IN THE PRESENCE OF MY ENEMIES: THE PRAYERS FOR HELP IN THE PSALTER

Although it has often been overlooked, a regular feature of the prayers in the Psalter is the presence of the psalmists’ enemies, or as they are also called (NRSV): “The wicked,” “the foes,” “the bloodthirsty,” “evildoers,” “workers of evil,” “pursuers,” “fools,” “hypocrites,” “adversaries,” “false witnesses,” “malicious witnesses,” “ruffians,” “wrongdoers,” “those who seek my life,” “the proud,” “the arrogant,” “assailants,” “the insolent,” “the ruthless,” and sometimes metaphorically, “bulls,” “dogs,” and “lions.”  In fact, in Books I and II of the Psalter (Psalms 1-72) where the prayers for help are concentrated, every psalm that is generally categorized as a prayer for help (or a lament/complaint – there are forty-six of them) has some reference to the enemies, with the possible exceptions of Psalm 4 (which does, however, mention people who “love vain words, and seek after lies”), Psalm 51 (in which the psalmist is his or her own worst enemy and which does mention “transgressors” and “sinners”), and Psalm 62 (in which the enemies are implied by way of a description of their activities – “assail a person” and “batter your victim”).  By any accounting, therefore, the enemies in the book of Psalms are pervasive, if not omnipresent.  And what is more, the psalmists several times complain that even their apparent friends, companions, and neighbors have become their opponents (see Psalms 38:11, 41:9).  Hence, I want to invite attention to this pervasive feature of the prayers in the book of Psalms.

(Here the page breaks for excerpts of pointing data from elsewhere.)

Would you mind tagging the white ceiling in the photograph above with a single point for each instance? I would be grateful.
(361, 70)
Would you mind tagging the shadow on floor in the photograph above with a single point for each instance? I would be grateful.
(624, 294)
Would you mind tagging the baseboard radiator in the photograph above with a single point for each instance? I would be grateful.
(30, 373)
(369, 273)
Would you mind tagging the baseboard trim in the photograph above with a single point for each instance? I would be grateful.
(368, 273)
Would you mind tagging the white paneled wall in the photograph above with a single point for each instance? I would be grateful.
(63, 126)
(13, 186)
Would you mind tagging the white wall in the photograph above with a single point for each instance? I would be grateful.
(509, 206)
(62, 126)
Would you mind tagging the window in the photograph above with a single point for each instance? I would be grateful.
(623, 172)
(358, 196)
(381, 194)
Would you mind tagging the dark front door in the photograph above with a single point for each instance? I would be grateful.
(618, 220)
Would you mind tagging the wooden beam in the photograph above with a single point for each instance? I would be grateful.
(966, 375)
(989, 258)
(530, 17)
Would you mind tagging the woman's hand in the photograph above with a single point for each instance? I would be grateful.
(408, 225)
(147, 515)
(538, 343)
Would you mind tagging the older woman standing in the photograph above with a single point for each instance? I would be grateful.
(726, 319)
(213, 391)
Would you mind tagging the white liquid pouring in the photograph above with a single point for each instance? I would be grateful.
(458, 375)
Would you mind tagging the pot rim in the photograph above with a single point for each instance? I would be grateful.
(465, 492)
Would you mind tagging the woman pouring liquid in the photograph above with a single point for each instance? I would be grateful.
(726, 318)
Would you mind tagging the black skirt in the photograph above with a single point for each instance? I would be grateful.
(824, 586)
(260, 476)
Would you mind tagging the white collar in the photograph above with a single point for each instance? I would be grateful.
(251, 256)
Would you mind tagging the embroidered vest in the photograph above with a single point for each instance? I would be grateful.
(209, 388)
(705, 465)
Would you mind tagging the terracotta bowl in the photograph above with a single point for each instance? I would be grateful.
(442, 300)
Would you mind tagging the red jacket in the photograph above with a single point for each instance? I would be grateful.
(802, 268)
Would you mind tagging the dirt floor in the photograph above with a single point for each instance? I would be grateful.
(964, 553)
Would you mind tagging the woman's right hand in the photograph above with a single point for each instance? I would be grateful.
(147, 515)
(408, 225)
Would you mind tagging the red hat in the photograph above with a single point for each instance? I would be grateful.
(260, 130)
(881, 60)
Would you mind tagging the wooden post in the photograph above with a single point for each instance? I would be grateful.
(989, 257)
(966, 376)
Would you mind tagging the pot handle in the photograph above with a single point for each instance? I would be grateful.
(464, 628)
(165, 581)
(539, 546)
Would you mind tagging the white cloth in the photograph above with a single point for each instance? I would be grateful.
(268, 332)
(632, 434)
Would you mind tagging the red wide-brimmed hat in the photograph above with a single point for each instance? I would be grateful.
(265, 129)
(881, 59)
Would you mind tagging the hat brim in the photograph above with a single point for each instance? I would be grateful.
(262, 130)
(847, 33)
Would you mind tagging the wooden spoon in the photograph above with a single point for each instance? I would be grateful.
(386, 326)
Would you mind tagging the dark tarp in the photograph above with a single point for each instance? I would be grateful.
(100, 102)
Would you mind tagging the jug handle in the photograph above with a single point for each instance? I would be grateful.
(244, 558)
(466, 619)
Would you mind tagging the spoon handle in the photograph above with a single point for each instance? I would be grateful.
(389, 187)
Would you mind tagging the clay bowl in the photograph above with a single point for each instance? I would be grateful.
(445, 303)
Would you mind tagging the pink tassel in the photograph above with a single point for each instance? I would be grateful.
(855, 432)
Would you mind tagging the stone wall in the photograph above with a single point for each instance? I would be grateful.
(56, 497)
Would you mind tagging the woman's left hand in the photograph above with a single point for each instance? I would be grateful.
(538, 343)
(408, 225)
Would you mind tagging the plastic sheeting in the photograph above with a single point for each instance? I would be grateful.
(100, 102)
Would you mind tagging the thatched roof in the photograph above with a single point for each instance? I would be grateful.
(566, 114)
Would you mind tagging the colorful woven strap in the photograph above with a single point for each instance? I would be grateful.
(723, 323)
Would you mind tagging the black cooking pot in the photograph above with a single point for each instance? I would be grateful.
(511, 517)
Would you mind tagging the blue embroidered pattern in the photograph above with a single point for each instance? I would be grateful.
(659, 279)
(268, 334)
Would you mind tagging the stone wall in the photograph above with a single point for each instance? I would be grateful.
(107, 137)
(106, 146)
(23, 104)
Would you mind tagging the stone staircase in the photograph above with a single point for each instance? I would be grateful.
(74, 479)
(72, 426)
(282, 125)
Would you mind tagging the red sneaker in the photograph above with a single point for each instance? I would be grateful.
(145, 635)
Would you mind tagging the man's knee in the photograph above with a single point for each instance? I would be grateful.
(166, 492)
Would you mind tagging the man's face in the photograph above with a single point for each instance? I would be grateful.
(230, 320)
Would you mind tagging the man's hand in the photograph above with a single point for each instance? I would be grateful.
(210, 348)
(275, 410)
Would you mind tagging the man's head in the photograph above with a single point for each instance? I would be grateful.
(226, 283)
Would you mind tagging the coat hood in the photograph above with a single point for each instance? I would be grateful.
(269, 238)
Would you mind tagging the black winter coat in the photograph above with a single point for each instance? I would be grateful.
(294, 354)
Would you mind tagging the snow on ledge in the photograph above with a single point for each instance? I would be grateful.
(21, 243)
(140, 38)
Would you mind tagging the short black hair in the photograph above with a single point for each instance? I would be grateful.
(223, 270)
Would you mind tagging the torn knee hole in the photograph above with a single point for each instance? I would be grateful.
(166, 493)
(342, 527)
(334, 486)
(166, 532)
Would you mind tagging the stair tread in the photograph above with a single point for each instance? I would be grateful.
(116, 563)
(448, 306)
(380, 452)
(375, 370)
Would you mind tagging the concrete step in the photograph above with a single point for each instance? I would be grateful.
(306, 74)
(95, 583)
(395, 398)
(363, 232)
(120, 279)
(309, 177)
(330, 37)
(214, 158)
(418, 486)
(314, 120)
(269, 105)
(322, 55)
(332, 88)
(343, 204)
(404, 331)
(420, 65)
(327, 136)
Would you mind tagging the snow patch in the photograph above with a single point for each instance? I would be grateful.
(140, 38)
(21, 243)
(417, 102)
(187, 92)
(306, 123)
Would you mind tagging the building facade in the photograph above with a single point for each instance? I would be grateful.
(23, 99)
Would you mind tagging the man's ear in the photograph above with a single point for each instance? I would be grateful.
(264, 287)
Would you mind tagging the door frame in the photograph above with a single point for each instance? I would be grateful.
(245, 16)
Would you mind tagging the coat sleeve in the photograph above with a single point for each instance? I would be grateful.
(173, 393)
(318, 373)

What really got me thinking about and pursuing this dimension of the Psalms was a trip to Guatemala with a group of my students in 2001.  More specifically, it was the opportunity to meet and listen to the testimony of a man named Jose Antonio Puac, who worked for several years during the 1990s for the Office of Human Rights of the Archdiocese of Guatemala, as this office produced a report called Guatemala, Never Again! Recovery of Historical Memory Project.  The project was the equivalent to South Africa’s Truth and Reconciliation process; it was an attempt to investigate, document, and tell the truth about the tens of thousands of persons killed, tortured, raped, and/or who disappeared in the civil strife in Guatemala between about 1960 and 1996.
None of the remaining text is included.